Aufsehen erregend genug war der Wechsel von der Regionalfernsehkonzession TeleBielingue zu Canal B in Biel. Das erste Mal ein Konzessionswechsel in 15 Jahren.
Der neue Regionalsender für die Region Biel, den Grand Chasseral, das Seeland, den Seebezirk und die Agglomeration Grenchen startete am 1. Juli und holte sich vorab die Glückwünsche und Ratschläge des Medienministers Albert Rösti im Bundeshaus.
Der Klein Report hat bei Aline Studer (31), Chefredaktorin für die Deutschschweizer Redaktion nachgefragt, wie Canal B die Herausforderungen der Zweisprachigkeit meistert, wie die 30 Minuten mit Albert Rösti waren und wie der Sendestart am 1. Juli verlief.

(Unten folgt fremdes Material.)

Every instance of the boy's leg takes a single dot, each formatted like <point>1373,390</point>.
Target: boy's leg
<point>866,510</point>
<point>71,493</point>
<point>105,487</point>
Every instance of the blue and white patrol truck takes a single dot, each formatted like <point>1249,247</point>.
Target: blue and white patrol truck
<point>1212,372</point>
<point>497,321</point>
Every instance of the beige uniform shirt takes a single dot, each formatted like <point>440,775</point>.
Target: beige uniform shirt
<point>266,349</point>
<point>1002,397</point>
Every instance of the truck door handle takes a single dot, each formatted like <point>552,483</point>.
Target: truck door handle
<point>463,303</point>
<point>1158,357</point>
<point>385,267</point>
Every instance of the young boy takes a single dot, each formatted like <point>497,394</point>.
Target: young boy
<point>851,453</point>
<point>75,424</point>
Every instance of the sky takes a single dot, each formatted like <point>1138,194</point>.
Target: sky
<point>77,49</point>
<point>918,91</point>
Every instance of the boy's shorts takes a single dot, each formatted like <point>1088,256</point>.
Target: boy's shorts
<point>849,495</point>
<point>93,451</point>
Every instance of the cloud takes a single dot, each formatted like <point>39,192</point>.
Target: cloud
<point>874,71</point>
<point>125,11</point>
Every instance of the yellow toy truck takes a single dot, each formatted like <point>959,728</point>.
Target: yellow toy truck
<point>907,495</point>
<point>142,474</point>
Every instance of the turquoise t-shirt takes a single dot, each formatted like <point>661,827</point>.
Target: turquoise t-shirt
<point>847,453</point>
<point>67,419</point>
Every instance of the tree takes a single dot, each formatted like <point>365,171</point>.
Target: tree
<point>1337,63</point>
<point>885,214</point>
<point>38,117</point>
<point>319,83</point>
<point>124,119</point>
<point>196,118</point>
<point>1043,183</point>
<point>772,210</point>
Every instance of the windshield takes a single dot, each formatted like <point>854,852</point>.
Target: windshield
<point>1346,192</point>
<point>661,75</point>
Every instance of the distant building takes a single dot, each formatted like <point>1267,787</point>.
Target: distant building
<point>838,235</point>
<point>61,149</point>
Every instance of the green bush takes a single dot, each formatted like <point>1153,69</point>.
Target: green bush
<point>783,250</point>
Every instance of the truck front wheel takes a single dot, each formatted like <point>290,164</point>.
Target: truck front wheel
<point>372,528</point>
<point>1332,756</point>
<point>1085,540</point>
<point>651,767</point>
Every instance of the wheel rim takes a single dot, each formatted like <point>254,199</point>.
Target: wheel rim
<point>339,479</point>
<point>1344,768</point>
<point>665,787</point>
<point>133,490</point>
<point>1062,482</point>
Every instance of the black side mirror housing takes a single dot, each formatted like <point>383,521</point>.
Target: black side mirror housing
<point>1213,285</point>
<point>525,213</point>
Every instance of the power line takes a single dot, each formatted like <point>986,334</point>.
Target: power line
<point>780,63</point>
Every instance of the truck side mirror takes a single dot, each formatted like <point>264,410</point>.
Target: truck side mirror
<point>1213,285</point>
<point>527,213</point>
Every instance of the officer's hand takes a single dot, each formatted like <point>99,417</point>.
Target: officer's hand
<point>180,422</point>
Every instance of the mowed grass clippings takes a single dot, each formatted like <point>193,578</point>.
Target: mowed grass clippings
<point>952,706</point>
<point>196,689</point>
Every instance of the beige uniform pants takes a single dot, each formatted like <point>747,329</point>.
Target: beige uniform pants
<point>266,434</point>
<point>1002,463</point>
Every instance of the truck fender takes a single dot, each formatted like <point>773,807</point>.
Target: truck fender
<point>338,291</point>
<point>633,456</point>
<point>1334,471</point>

Wie ist aus Ihrer Sicht der erste Sendetag verlaufen?
Aline Studer: «Der erste Sendetag war natürlich hektisch. Wir haben zwar Tests gemacht, aber in der Praxis ist dann doch Vieles anders. Aber wir konnten unser Ziel einhalten. Um 18:30 Uhr wurde die erste Nachrichtensendung in zwei Sprachen ausgestrahlt. Das hat mich und das ganze Team sehr stolz gemacht.»

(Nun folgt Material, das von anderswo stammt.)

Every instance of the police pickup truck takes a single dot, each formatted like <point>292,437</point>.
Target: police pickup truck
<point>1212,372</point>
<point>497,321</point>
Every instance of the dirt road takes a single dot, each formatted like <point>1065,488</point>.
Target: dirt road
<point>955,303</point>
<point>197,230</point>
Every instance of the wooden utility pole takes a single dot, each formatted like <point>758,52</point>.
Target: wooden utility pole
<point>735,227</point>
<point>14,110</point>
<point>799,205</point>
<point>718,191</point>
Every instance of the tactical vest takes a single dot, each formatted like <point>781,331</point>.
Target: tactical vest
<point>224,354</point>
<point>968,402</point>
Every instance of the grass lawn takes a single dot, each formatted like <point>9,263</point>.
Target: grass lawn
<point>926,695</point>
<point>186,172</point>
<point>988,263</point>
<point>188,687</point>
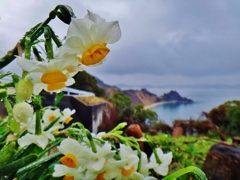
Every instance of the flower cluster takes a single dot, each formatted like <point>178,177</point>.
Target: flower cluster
<point>79,161</point>
<point>86,44</point>
<point>52,120</point>
<point>36,130</point>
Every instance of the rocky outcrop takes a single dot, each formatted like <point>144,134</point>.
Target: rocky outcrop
<point>144,96</point>
<point>222,163</point>
<point>174,96</point>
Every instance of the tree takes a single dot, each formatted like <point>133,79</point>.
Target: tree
<point>146,116</point>
<point>227,117</point>
<point>86,82</point>
<point>122,103</point>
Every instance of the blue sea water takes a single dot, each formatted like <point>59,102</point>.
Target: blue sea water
<point>205,100</point>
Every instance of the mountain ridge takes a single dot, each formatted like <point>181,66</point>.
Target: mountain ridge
<point>143,96</point>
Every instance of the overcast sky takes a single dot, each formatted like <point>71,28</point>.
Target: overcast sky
<point>164,42</point>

Was war im Vorfeld schwierig, um den TV-Launch zu stemmen?
Studer: «Einerseits wussten wir lange nicht Bescheid, ob das Bundesverwaltungsgericht uns die Konzession zuteilen wird. Trotz dieser Ungewissheit liefen die Arbeiten auf Hochtouren, um einen neuen Fernsehsender lancieren zu können. Daneben gibt es unendlich viele Dinge zu berücksichtigen. Ein zweisprachiges Team aus Journalistinnen und Journalisten aufzubauen, zum Beispiel, oder das rein technisch alles funktioniert.»
Die Regie kommt aus Neuenburg. Wie muss man sich den technischen Ablauf vorstellen?

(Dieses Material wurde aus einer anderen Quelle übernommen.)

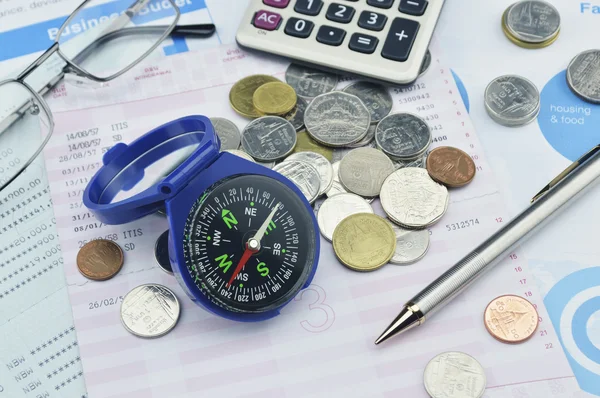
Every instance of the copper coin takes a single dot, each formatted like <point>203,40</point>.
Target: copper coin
<point>511,319</point>
<point>450,166</point>
<point>100,259</point>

Studer: «Die Regie steuert aus Neuenburg das gesamte Studio, bis hin zum Newsprompter. Die Nachrichtensendungen werden aufgezeichnet und dafür sind wir in ständigem Kontakt mit der Regie. Eine gute Koordination ist das A und O.»
Die Redaktion hat Medienminister Albert Rösti am Vormittag des 1. Juli im Bundeshaus (Nord) besucht. Wie ist das abgelaufen?
Studer: «Wir hatten Bundesrat Rösti schon vor einigen Wochen kontaktiert. Seine Kommunikationsverantwortliche hat uns 30 Minuten zugesichert, für je ein Interview in Deutsch und Französisch. Aufgrund der kurzen Zeit war uns wichtig, dass wir uns gut auf das Interview vorbereiten. Schliesslich soll das Publikum nicht merken, dass wir unter Zeitdruck sind.»
Was hat Medienminister Rösti Canal B mit auf den Weg gegeben?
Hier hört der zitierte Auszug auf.